Die Laufzeit-Stereofonie ergibt dabei einen besseren Raumeindruck des resultierenden Schallsignals, hat jedoch gegenüber der „Intensitäts“-Stereofonie die Nachteile, dass die Lokalisationsschärfe der Phantomschallquellen geringer ist und sich das Signal im Klang weniger kompatibel über Mono-Abspielgeräte wiedergeben lässt, da es durch die zeitlichen Verschiebungen zu Interferenz-Erscheinungen (Auslöschungen von bestimmten Frequenzen) kommen kann, die den Klangeindruck verfälschen (Mono-Inkompatibilität).

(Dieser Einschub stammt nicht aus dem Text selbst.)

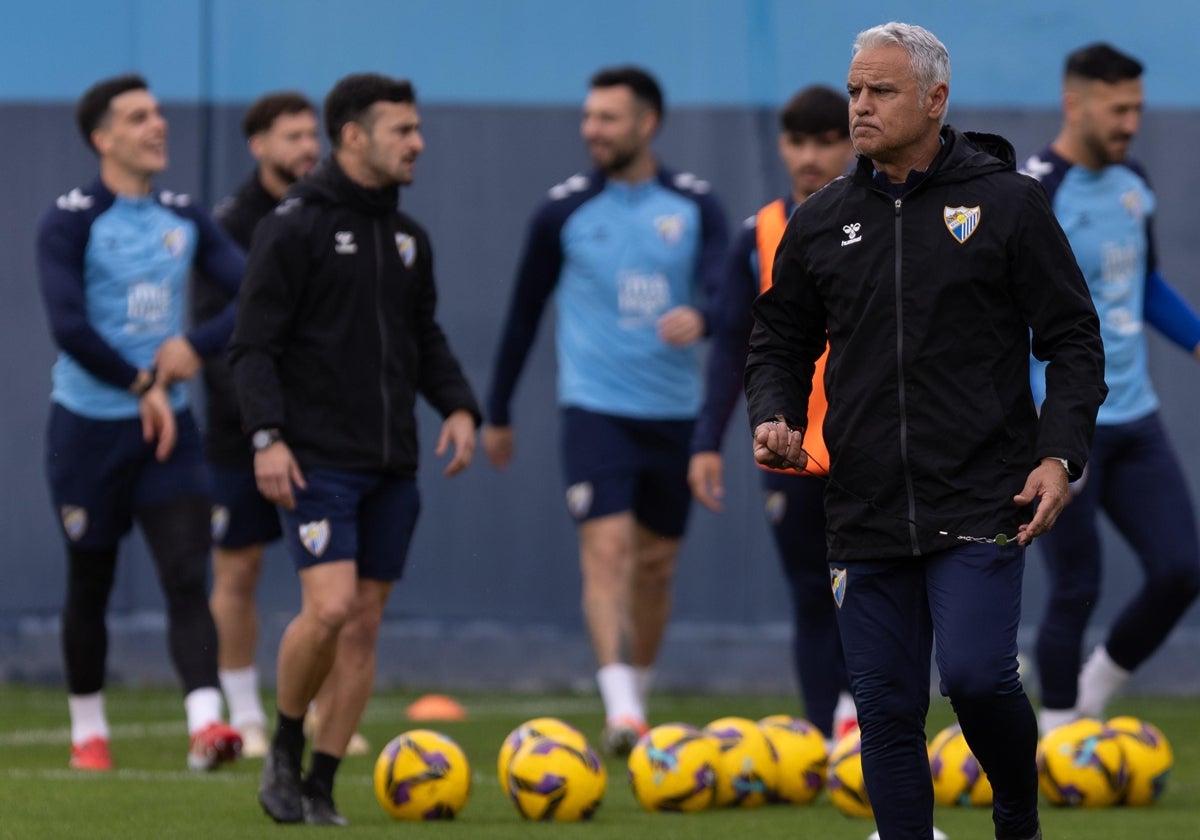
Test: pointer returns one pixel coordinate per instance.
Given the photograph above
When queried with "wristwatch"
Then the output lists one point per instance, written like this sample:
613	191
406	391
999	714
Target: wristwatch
265	438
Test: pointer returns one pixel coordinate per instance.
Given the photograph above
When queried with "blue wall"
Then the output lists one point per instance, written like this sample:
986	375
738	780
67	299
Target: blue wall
501	82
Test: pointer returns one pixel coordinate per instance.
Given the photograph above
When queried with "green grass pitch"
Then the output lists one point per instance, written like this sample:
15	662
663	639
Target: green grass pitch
151	795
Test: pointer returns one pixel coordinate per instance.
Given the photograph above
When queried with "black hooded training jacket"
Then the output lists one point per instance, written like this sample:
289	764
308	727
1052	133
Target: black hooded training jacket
336	331
930	303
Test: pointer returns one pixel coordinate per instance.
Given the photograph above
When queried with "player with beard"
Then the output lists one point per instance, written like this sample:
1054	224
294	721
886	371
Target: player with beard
1107	207
630	249
282	136
336	337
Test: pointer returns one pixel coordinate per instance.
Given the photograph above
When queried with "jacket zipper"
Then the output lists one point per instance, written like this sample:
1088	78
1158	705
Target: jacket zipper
385	402
900	385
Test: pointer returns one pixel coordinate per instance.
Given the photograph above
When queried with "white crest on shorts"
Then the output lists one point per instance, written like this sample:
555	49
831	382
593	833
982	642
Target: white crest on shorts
220	522
775	504
579	499
838	583
75	521
315	537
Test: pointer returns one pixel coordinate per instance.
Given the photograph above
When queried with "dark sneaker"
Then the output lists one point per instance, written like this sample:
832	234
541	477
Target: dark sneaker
621	735
1037	835
279	789
319	810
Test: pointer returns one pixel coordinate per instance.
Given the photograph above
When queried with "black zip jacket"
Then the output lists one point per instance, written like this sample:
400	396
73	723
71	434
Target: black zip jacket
930	301
226	443
336	331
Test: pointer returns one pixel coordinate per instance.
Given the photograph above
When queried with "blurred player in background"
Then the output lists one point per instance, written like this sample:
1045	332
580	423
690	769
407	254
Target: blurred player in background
336	337
815	148
1104	203
628	246
282	135
123	447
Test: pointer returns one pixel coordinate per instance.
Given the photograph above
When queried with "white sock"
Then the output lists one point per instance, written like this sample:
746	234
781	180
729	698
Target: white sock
643	676
845	709
1099	679
240	688
88	719
1051	719
203	707
618	690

Mischformen, die nach dem Prinzip der Äquivalenzstereofonie Lokalisationsinformationen sowohl über Laufzeit- als auch über Pegeldifferenzen enthalten, versuchen, die Vorteile beider Verfahren zu verbinden. Bekannte Mikrofonaufstellungen sind hier z. B. ORTF, NOS und EBS.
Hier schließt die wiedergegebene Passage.